What Model Providers Can’t Do
OpenAI and Anthropic can’t be everything to everyone. Maintaining 1000 product shapes is not feasible for orgs in their positions. It would dilute their efforts away from higher leverage activity. And even if they could, it’s impossible for a brand to stretch that far. Would you buy a computer from an automotive manufacturer?
You might say: “Soon AI will create any UI you want on the fly. What about that?”
This is great for ad-hoc use cases. But anyone who has built apps in the real world knows that non-deterministic, dynamic UIs across an org can’t work in daily use.
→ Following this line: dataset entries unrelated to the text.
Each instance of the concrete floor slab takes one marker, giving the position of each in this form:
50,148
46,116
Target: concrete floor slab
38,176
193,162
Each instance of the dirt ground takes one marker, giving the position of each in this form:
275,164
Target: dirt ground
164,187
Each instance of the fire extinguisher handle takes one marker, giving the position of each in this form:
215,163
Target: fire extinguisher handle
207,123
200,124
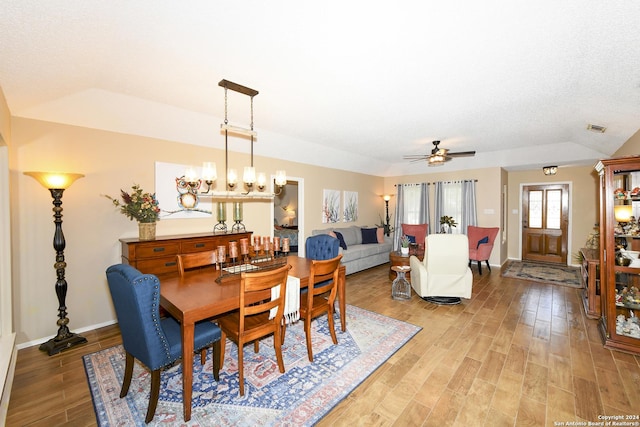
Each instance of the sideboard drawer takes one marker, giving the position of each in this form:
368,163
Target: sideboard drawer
158,265
155,250
198,245
160,256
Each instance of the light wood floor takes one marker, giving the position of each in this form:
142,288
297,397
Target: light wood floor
518,353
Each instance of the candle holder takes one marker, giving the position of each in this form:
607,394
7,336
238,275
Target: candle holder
222,255
233,251
221,226
237,217
276,246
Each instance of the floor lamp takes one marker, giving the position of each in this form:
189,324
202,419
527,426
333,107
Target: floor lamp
56,183
387,225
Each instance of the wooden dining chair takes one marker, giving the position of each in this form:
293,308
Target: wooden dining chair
196,260
323,279
254,320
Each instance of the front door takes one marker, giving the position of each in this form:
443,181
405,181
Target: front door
545,221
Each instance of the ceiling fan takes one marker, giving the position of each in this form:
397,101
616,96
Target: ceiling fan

If we move one button in Spellbook, we get 20 irritated support tickets. People want UI that is as stable and intuitive as a washing machine.
App Layer Competitors are Different
In this article I’m talking about building a moat against the model providers. They can’t stretch across 1000 shapes.
However, you will certainly have app layer competitors who can copy your shape. In this case, you need to concern yourself with more traditional software moats: network effects, data, brand and raw speed. But at least here, you are not competing against companies with near unlimited money and talent.
The Cambrian Explosion of Product Shapes
I think that the Cambrian explosion of AI products has barely started.
The chat box is our common ancestor. And as social creatures, we struggle to stop copying eachother on this.
But evolutionary pressure will cause us to fork into a dizzying spiral of new, fit-for-purpose AI products.